48% of Ethereum EIP-7702 uses linked to crime, says Wintermute

Almost half of all Ethereum Improvement Proposal 7702 (EIP-7702) authorizations by users involve crimes like phishing and draining of funds, according to research from market maker Wintermute.

This is a far cry from Vitalik Buterin’s claim that its temporary smart contract functionality would give users “superpowers” with “guardrails.”

Since May 7 this year, users have activated the feature 1,580,930 times, with Wintermute’s team tagging 768,275 or 48% of them as crime-related.

Criminals might — subject to further investigation — have victimized thousands of people using this feature.

EIP-7702 temporarily converts a user’s signing account into a smart contract wallet for the duration of that transaction. It was supposed to enhance user experience and security without permanently altering account structures.

Buterin also boasted about benefits like transaction bundling, gas sponsorship, and other cost savings.
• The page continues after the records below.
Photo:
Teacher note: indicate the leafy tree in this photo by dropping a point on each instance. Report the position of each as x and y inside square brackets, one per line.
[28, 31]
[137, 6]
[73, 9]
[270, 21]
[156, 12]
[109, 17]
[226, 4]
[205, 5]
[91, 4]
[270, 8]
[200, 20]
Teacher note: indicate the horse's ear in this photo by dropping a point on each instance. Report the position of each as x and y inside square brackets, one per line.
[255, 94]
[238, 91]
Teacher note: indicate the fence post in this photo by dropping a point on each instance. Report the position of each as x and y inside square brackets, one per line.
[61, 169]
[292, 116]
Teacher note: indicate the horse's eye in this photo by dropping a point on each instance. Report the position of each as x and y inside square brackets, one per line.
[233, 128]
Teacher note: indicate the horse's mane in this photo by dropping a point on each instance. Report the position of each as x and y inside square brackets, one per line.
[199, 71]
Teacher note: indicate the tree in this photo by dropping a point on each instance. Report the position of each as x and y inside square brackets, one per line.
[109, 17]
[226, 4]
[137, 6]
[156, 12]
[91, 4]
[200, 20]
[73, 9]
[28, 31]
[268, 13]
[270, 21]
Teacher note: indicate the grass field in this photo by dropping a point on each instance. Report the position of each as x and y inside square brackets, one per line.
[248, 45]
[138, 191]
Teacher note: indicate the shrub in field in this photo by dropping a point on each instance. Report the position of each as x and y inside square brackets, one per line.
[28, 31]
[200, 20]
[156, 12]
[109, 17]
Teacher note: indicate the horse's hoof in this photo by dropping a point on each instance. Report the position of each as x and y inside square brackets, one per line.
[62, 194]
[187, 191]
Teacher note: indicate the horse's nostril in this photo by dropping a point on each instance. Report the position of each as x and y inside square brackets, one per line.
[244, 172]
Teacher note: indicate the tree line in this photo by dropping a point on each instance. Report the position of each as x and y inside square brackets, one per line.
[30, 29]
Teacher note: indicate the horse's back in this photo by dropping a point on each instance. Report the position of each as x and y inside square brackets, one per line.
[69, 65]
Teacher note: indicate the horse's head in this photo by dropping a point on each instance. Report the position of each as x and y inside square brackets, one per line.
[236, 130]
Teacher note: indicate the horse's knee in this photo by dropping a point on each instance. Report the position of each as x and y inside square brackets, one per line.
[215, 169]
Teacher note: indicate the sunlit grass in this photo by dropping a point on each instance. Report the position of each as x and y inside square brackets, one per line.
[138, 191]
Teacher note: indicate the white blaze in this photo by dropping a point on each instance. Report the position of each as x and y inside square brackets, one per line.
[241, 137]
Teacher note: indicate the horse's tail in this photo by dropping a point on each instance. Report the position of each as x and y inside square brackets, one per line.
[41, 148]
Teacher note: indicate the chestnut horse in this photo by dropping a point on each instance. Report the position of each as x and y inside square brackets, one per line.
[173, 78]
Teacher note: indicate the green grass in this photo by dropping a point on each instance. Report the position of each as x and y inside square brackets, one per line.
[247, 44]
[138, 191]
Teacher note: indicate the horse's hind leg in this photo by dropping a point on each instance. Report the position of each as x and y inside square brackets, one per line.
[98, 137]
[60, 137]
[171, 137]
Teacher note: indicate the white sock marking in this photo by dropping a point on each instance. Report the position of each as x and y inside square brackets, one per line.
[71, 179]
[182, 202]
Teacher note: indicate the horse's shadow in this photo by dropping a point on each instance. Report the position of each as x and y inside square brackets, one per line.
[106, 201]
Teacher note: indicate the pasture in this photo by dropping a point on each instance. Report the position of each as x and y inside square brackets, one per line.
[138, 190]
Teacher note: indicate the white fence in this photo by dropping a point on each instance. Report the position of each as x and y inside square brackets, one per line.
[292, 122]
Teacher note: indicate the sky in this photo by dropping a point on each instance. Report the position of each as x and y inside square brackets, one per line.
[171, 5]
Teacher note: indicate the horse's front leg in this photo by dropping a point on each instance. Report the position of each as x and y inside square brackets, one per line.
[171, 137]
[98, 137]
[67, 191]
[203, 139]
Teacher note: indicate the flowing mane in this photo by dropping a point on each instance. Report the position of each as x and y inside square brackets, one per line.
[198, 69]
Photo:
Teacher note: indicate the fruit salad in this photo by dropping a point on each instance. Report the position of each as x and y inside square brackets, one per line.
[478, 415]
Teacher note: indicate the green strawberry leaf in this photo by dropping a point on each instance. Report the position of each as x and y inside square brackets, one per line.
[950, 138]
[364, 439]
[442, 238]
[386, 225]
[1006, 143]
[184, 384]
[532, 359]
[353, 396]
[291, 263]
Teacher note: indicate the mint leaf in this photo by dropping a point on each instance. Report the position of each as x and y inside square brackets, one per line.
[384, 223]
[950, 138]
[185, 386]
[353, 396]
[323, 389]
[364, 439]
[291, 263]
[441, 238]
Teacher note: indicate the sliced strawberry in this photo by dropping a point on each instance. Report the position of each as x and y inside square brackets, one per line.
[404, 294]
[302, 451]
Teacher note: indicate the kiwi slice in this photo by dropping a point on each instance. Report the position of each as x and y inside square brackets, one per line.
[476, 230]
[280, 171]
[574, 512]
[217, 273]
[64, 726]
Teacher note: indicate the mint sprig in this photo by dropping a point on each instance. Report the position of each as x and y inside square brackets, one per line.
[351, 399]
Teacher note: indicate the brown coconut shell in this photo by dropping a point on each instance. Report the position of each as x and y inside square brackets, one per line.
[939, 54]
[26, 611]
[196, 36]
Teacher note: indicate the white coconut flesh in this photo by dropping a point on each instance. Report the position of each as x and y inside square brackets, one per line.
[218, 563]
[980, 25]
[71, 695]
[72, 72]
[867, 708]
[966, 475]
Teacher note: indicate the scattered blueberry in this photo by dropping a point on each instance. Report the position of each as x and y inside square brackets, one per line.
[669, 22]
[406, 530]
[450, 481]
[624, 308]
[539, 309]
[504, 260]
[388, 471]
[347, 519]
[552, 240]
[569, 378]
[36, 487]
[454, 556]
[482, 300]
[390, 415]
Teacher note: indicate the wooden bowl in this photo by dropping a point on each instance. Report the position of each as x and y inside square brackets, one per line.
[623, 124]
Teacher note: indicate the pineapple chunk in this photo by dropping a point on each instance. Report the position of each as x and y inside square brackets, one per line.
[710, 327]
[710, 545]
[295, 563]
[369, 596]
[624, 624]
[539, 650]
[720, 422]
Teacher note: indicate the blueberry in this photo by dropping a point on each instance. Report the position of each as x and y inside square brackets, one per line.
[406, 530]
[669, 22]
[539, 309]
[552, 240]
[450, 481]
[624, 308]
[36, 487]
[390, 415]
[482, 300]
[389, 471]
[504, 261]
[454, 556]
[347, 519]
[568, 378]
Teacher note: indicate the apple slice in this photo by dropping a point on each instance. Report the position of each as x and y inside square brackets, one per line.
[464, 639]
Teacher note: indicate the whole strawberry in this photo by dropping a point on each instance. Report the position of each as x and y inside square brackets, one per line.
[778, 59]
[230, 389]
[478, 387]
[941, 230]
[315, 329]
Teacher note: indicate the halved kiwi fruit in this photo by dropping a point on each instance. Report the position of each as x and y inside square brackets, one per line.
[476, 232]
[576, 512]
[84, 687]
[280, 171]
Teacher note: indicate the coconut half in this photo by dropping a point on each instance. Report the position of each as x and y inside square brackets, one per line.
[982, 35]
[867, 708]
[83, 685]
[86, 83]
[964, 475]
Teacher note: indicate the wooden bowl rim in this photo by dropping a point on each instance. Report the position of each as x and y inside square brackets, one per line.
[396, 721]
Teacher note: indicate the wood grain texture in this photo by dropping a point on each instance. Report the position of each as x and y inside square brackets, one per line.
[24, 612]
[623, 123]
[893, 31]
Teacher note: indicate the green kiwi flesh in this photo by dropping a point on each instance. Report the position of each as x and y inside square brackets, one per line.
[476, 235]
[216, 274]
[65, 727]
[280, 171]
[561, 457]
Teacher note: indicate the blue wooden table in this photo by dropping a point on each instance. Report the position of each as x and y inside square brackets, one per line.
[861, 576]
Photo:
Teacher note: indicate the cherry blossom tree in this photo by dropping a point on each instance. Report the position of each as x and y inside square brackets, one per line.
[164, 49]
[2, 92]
He claimed EIP-7702 would enable “broad adoption of user experience improvements across applications.”

Numerous EIP reviewers approved of its implementation.

EIP-7702 went live on Ethereum mainnet earlier this year and Protos warned users on May 7 to be careful about signing messages using its new feature.

Sadly, every warning in that article has come true.

Read more: A single malicious transaction led to $230M drained from WazirX

On average, 6,285 transactions use EIP-7702 per day — about 0.37% of total ETH transactions.

By May 30, Wintermute was warning that 97% of all EIP-7702 delegations were automatically draining or sweeping incoming ETH from victimized addresses.

The “crime” tag in Wintermute’s research refers to delegate contracts that auto-sweep funds from externally owned accounts.